Agriculture in tropical regions poses a number of challenges relative to temperate zones primarily due to the longer growing seasons and absence of freezing winter temperatures [1]. Consequently, effectively managing pest insect populations is one the most important requirements for protecting crop yields in tropical environments [2, 3]. The availability of Bt plants engineered to produce insecticidal proteins from the bacterium Bacillus thuringiensis (Bt) has provided valuable options for managing certain insect pests with considerable environmental and economic benefits [4]. The area planted with Bt crops was approximately 78.8 M ha worldwide in 2014 [5]. Benefits of Bt crops include effective management of target pests [6, 7], decreased use of synthetic insecticides [8-10], and reduced harm to non-target organisms [7, 11, 12]. Brazil is classified as a mega-diverse country because of its extensive biodiversity [13] and is one of the world’s leading agricultural producers [14]. Consolidation of Brazilian agriculture has occurred through the use of science-based technologies, which has led to significant productivity gains [15]. For instance, Bt maize (Zea mays) hybrids have been approved for cultivation in Brazil since 2007 [16]. The adoption of these crops reached 80% of the maize-growing area in Brazil during the 2013–2014 cropping season [17], largely with event TC1507, a single-mode-of-action Bt maize event expressing the Cry1F protein.

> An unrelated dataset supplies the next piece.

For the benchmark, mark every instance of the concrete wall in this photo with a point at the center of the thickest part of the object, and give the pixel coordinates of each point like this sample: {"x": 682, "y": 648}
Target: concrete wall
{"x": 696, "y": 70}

The fall armyworm, Spodoptera frugiperda (J.E. Smith) (Lepidoptera: Noctuidae), is the most important lepidopteran pest of maize in Brazil [18]. Historically, control of the fall armyworm had relied largely on the use of synthetic insecticides, leading to the evolution of resistance to most of those chemicals [19, 20]. Bt maize hybrids have been useful in controlling S. frugiperda in Brazil [21-23]. Despite the economic benefits provided by Bt crops [24], the continuous expression of cry genes in Bt plants imposes a strong selection pressure for resistance in target pest populations [25], and the benefits of Bt crops would be reduced when insect pests evolve resistance [26]. Field-evolved resistance to Bt crops has been documented in Busseola fusca (Füller) resistant to Cry1Ab maize in South Africa [27], in S. frugiperda resistant to Cry1F maize in Puerto Rico and Brazil [28, 29], in Pectinophora gossypiella (Saunders) resistant to Cry1Ac cotton in India [30], and in Diabrotica virgifera virgifera LeConte resistant to Cry3Bb1 maize in the USA [31].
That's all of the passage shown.